CN103037339B

CN103037339B - One kind is based on the short message filter method of " user's credit worthiness and short message spam degree "

Info

Publication number: CN103037339B
Application number: CN201210580601.5A
Authority: CN
Inventors: 杨东洋
Original assignee: POLYTRON TECHNOLOGIES Inc
Current assignee: POLYTRON TECHNOLOGIES Inc
Priority date: 2012-12-28
Filing date: 2012-12-28
Publication date: 2017-11-17
Anticipated expiration: 2032-12-28
Also published as: CN103037339A

Abstract

The invention discloses a kind of short message filter method for being based on " user's credit worthiness and short message spam degree ", including step：A）Situation is enlivened according to short-message users, to each one initial credit worthiness of user；B）Text Pretreatment：Normal punctuation mark in text is first rejected, the interference character record number that system is set is identified and rejects, replace the numeral and pictographic code of specific coding；C）Phone number and URL addresses are extracted, carries out short message corelation behaviour feature extraction；D）Keyword increases spam degree base attribute newly, based on B）Content after step Text Pretreatment does Keywords matching, and each keyword that record matching arrives；E）Similar content defines, based on the short breath spam degree of Similarity Measure；F）Credit worthiness and short breath spam degree with reference to user, judge whether to intercept.The present invention can more accurately realize the filtering to the short breath of rubbish based on user's credit worthiness and short message spam degree, reduce the erroneous judgement of the short breath of rubbish.

Description

One kind is based on the short message filter method of " user's credit worthiness and short message spam degree "

Technical field

The invention belongs to the short message treatment technology in Internet communication technology field, it relates in particular to a kind of internet The short message filter method that the sms platform of communication system is based on " user's credit worthiness and short message spam degree " is submitted to user The method for disclosing propagating contents and being supervised and being filtered.

Background technology

In recent years, with the high speed development of mailbox service, some criminals of refuse messages are sent exclusively with one A little mailboxes（Such as 139 mailboxes）Proprietary free text message passage is as the instrument accumulated wealth by unfair means or reaches hidden purpose.It is short Believe one of value-added service as mobile communication, provide cheap and easily communication service for people, while also grow The largely refuse messages for the purpose of propagating the flames such as obscene pornographic, business swindle and commercial advertisement.These refuse messages Severe jamming people's lives, have harmed social safety, the supervision problem of refuse messages is by the extensive attention of various circles of society. Except from legislation aspect strengthen to release news supervise it is outer, it is often more important that in technological layer exploration short message rubbish filtering row Effective precautionary technology.

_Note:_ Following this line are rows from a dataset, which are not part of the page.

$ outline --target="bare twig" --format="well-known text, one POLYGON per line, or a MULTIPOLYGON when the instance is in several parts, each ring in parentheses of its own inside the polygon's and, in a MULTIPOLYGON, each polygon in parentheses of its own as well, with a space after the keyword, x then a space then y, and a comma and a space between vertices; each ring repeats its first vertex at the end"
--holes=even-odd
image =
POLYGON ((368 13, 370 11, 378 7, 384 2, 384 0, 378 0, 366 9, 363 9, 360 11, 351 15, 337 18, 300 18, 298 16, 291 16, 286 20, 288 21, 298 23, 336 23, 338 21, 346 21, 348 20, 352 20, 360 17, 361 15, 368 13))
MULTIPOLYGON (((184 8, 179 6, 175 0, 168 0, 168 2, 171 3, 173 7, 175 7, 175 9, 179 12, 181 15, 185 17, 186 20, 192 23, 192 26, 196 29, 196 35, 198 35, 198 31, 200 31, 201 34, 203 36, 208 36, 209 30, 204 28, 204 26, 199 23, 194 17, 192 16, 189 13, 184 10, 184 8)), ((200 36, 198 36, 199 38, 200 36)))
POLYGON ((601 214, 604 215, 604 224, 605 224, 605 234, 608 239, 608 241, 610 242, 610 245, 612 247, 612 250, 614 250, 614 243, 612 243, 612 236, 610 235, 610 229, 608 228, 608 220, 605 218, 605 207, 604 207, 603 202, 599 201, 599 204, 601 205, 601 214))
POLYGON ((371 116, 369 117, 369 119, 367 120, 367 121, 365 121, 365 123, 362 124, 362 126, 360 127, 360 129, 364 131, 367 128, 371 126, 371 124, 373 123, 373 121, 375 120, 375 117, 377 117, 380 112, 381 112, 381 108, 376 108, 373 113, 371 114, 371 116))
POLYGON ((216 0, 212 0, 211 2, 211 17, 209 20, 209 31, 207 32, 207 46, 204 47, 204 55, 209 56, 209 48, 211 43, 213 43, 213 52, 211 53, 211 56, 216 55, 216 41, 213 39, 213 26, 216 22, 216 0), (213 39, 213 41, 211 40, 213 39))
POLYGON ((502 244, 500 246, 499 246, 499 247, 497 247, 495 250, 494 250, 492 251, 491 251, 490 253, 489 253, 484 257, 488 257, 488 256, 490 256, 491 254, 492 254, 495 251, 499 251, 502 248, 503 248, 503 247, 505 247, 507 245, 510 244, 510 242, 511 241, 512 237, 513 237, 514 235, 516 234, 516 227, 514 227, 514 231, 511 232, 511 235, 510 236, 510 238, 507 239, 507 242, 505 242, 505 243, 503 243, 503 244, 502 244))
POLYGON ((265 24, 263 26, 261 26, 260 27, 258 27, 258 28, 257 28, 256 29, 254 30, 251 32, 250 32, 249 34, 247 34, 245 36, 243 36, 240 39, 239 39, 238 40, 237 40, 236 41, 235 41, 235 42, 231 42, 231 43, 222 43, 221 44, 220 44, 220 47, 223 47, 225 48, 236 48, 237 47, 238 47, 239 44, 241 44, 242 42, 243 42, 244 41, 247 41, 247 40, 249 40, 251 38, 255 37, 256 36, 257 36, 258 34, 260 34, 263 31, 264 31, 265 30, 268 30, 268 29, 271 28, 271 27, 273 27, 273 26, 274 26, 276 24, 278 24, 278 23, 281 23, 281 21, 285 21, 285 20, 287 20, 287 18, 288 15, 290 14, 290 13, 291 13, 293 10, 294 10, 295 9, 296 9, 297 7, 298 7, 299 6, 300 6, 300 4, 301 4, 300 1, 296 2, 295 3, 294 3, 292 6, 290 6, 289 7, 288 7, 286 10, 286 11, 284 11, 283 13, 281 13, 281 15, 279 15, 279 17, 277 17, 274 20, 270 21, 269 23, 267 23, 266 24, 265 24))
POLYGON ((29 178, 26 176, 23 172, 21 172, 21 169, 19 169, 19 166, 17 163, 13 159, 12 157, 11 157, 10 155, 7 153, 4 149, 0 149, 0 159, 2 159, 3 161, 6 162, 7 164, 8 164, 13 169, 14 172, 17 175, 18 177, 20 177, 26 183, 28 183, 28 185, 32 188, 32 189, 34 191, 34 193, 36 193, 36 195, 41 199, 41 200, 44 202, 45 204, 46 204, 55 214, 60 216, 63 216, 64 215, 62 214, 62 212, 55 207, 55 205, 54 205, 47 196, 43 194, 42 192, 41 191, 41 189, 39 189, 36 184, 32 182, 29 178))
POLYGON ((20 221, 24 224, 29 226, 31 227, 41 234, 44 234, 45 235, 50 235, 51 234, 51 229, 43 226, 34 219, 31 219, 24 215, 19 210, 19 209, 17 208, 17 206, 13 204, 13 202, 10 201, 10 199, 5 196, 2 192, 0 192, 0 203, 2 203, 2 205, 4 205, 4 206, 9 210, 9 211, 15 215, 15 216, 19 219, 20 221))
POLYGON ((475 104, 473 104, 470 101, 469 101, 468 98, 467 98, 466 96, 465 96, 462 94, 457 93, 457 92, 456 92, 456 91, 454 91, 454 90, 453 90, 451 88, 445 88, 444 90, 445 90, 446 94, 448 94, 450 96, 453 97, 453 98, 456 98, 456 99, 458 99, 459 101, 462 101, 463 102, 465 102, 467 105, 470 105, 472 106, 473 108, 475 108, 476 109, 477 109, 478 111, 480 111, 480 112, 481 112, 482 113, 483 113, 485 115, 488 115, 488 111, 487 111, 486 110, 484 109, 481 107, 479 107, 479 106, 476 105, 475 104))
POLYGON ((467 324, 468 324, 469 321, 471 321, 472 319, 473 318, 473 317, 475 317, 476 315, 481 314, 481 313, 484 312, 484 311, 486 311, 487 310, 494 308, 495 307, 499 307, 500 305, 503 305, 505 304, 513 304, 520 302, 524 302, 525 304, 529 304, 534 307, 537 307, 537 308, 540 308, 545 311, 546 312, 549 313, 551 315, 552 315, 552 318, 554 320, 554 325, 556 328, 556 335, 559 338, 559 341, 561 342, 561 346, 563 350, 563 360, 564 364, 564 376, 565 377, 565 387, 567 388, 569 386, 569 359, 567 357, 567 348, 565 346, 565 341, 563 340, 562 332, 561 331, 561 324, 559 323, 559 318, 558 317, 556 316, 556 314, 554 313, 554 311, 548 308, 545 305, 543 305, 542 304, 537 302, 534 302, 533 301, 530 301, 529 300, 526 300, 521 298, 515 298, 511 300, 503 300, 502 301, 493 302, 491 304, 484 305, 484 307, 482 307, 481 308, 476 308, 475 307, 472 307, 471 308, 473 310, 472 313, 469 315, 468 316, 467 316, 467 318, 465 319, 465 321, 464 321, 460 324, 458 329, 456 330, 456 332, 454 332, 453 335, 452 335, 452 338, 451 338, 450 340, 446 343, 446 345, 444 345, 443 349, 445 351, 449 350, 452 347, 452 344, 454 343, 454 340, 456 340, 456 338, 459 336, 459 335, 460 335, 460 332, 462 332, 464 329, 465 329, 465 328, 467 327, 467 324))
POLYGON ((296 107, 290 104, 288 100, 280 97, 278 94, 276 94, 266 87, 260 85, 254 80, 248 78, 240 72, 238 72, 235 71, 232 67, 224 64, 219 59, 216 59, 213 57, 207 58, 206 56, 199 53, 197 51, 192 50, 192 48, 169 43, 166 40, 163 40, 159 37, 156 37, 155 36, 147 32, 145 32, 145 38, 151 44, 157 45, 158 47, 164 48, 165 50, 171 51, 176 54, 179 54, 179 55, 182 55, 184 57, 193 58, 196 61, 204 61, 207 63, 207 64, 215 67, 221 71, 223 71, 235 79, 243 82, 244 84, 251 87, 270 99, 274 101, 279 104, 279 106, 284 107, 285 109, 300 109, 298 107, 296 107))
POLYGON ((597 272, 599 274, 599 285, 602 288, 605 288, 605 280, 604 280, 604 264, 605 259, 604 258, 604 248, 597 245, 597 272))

In the prior art, the filter method of refuse messages mainly has two kinds：Short message rubbish based on keyword or based on content Rubbish filters.

Filtering junk short messages based on keyword are that system sets some keywords in advance, as long as there is this in short message content A little keywords, then regard as refuse messages and intercepted, this method basis for estimation is single, can be lacked in the presence of what is largely judged by accident Fall into.

Filtering junk short messages based on content are that short message is divided into normal short message and refuse messages using machine learning.At present Mainly there are Bayes, SVM, KNN and artificial neural network etc. for SMS classified machine learning method.The filter method is also deposited Erroneous judgement the defects of.

The content of the invention

It is an object of the invention to provide a kind of short message filter method for being based on " user's credit worthiness and short message spam degree " The method for disclosing propagating contents and being supervised and being filtered submitted to user.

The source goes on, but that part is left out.